I am a protection and mortgage IFA with a few clients looking at Help to Buy. How can I arrange protection insurance for them such as life cover? I understand there have been difficulties in putting cover in place - is this the case, and what do I need to know about Help to Buy?
Dean Mason, Masons Financial Planning
Brokers have had mixed experiences with Help to Buy, and it certainly doesn’t seem to be a perfect fit with the Mortgage Market Review now that it is upon us.
Arranging protection for HTB2 (a mortgage guarantee scheme) is not a problem as, from the client’s perspective, it is simply a 95% mortgage with the government going to the bank behind the scenes, so straightforward protection advice can be given.

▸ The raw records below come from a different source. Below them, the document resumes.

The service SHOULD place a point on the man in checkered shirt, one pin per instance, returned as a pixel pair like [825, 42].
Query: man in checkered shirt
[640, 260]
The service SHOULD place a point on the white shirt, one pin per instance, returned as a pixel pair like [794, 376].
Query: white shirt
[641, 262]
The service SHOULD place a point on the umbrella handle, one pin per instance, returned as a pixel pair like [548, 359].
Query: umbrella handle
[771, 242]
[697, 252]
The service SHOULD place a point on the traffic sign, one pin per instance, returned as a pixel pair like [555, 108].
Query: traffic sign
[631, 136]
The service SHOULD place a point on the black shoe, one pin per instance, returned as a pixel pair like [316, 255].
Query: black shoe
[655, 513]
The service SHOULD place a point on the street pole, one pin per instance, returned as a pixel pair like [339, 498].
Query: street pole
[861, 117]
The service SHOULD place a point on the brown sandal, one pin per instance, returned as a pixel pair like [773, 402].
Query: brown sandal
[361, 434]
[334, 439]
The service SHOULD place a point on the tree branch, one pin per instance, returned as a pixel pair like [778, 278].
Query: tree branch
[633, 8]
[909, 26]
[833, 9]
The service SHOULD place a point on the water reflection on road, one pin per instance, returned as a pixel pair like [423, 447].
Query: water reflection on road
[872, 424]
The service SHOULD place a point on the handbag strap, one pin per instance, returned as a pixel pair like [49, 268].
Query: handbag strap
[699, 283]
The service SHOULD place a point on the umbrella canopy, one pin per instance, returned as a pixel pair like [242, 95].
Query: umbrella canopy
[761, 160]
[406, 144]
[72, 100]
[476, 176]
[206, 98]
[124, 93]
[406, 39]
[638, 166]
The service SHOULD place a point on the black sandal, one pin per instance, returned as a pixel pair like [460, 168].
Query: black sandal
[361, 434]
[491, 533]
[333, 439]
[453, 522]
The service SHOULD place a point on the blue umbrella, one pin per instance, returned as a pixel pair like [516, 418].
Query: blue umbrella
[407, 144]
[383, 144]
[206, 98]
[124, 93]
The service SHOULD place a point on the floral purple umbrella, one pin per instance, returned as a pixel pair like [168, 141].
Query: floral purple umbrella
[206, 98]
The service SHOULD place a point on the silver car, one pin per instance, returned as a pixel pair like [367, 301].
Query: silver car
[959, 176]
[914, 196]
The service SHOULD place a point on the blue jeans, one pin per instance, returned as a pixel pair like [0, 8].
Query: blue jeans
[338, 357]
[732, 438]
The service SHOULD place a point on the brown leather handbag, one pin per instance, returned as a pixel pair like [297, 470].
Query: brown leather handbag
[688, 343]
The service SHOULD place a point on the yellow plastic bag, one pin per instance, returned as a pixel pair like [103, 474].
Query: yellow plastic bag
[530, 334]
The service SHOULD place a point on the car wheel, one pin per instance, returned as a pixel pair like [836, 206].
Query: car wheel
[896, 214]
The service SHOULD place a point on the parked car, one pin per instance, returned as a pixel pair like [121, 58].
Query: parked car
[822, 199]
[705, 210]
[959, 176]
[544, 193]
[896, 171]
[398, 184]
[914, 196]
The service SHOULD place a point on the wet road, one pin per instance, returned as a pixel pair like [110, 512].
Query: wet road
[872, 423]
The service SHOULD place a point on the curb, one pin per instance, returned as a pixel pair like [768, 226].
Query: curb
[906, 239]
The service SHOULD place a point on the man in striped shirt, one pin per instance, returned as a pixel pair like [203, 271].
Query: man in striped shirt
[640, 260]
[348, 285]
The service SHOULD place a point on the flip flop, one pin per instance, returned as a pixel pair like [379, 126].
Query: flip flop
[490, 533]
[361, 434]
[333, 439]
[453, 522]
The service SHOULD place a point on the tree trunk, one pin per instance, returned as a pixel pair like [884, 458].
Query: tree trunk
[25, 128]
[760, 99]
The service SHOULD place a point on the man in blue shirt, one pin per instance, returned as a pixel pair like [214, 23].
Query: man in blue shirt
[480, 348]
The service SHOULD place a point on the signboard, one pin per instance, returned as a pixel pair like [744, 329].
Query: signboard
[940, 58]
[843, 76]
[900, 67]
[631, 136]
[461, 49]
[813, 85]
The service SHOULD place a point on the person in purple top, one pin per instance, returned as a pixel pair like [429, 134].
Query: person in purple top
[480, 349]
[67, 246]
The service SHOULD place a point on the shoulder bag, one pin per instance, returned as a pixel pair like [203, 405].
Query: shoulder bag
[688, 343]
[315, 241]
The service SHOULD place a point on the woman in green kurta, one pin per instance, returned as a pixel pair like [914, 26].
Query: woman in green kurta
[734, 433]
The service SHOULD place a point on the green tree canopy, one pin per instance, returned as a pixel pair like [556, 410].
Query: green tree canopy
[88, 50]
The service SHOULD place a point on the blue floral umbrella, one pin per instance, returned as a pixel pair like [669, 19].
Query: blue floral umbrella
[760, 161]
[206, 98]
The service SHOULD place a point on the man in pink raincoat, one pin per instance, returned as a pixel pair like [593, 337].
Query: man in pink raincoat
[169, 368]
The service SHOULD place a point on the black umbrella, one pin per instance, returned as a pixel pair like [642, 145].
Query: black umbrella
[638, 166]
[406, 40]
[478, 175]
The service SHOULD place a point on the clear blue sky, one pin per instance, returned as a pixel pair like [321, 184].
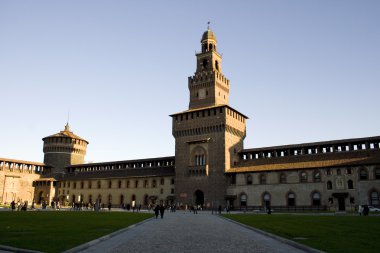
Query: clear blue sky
[303, 71]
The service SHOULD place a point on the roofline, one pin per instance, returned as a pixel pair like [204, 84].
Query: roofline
[209, 107]
[22, 161]
[123, 161]
[313, 144]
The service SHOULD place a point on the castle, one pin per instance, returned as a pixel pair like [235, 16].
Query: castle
[210, 166]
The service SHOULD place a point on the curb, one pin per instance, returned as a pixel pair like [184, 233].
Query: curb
[278, 238]
[14, 249]
[103, 238]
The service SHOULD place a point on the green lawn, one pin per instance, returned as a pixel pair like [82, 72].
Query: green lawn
[327, 233]
[58, 231]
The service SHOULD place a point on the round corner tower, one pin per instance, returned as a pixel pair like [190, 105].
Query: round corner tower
[64, 149]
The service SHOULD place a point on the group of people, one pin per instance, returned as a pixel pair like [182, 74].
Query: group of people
[20, 207]
[363, 210]
[159, 210]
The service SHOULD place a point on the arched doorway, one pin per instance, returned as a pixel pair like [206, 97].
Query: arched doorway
[40, 197]
[199, 198]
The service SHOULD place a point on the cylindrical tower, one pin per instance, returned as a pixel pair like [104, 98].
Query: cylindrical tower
[64, 149]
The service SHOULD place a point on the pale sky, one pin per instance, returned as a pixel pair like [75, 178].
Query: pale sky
[302, 71]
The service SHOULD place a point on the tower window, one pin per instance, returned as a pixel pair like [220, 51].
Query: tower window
[204, 63]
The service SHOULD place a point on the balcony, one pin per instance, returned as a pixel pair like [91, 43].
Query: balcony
[198, 171]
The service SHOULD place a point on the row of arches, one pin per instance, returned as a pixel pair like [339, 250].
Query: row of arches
[266, 199]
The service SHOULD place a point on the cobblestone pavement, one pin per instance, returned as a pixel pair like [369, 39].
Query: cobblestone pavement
[187, 232]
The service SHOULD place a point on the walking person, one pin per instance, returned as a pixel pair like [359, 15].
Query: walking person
[13, 205]
[157, 210]
[162, 210]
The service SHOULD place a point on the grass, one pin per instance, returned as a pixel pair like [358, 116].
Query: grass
[327, 233]
[59, 231]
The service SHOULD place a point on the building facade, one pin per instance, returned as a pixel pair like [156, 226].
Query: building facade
[210, 166]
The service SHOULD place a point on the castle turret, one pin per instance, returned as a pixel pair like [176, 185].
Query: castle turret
[64, 149]
[209, 135]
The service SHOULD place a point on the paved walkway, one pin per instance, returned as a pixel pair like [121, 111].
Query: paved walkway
[187, 232]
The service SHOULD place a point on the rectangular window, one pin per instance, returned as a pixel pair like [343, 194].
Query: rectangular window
[233, 179]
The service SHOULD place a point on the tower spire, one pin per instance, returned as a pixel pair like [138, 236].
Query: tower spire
[67, 127]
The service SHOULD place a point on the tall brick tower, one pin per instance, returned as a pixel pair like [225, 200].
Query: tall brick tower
[209, 134]
[64, 149]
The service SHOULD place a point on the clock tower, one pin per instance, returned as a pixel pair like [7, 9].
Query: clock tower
[209, 135]
[208, 86]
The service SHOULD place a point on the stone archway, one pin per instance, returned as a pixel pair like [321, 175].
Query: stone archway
[40, 197]
[199, 198]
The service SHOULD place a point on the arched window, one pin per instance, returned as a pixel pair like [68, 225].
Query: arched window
[266, 200]
[377, 173]
[243, 200]
[204, 63]
[317, 176]
[363, 174]
[374, 198]
[199, 155]
[329, 185]
[291, 199]
[263, 178]
[350, 184]
[316, 198]
[303, 177]
[249, 179]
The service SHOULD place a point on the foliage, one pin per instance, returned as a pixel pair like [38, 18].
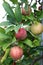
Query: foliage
[16, 20]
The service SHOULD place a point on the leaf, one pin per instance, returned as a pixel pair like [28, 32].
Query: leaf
[24, 1]
[5, 23]
[6, 43]
[5, 55]
[34, 5]
[28, 42]
[11, 20]
[2, 30]
[14, 1]
[3, 36]
[31, 16]
[34, 49]
[18, 14]
[10, 28]
[8, 9]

I don’t deal with a lot of new builds, but I can see some issues with ascertaining the correct sum assured on the ‘Help to Buy 1’ scheme for new builds.
This is because the government provides a 20% equity loan to the borrower, which is interest free until year six when an annual charge of 1.75% is charged on a scale rising with the Retail Price Index each year thereafter.
In the ideal world it requires a specific protection product, such as Gift Inter Vivos for Capital Gains Tax, but Help to Buy will be short-lived, albeit with a high volume of uptake thus far, and this is probably not financially viable.
The advice for now must centre around how long the client intends to live in the property and what the total debt might be at that time. Maybe you could implement level or even increasing term assurance (rather than the traditional decreasing term) covering the mortgage amount and the equity loan, but you are always going to be shooting in the dark for the perfect cover amount.
Peter Hamilton, Zurich
Help to Buy means potential purchasers can get up to 20% as a government loan on new-build properties costing up to £600,000. It’s interest free for five years.
Subsequently the buyer can purchase the remaining 20% of the property from the government, and the equity loan must be repaid after 25 years or earlier if the buyer sells the home.
The key challenge from a protection perspective is tying the sum assured to the outstanding debt, and the fact that the debt potentially rises with increases in the value of the property.
Commonly, mortgage cover would be taken out on a level or decreasing basis. It’s not easy to tailor the exact cover where the ultimate liability is dependent on the future rise (or fall) in house prices. In practice, it makes sense to plan for the worst that might happen with the debt – there may be a danger of providing for more than the mortgage. The vast majority of customers will need protection beyond the mortgage.
It provides a good opportunity to have a discussion about protection that goes beyond simply ensuring the mortgage will be paid off and into the benefits of broader cover. It will be important to explain and document the rationale for clients.
Additionally, MMR highlights the need for clients to consider future affordability, not just if interest rates rise but also if they are unable to work long term due to illness or injury. Good protection advice has never been more important.
Mike Allison, Paradigm Protect
When you get changes to any kind of regime or system, there are going to be teething issues. In general terms, even if it takes from two to three months to get a mortgage through Help to Buy, that is an adequate time for advisers to make sure they are covering any liabilities.
Brokers should make clients aware of the risks of going into a mortgage for the first time, looking carefully at life cover, critical illness and income protection. If any of those eventualities occur, there is potential for the property to be repossessed.
Those taking out Help to Buy are going to be first‑time buyers at the younger end of the scale and, in theory, should get life cover accepted quickly.
A number of advisers in the Paradigm Group are employing just protection specialists in their business now, so they can concentrate on mortgages and pass the protection cases to them. These opportunities will grow a protection market that has been pretty flat in recent years.
Any positive move in the mortgage market, such as Help to Buy, should always be a way for firms to look at protection for clients – there should be a consummate increase.
A broker should be sitting down and looking at individual liabilities for each client. If it’s a short-term issue, help them ease into buying protection by looking at low-start premiums that rise gently over the term of the mortgage and keep the initial cost low at the most expensive time to take it out.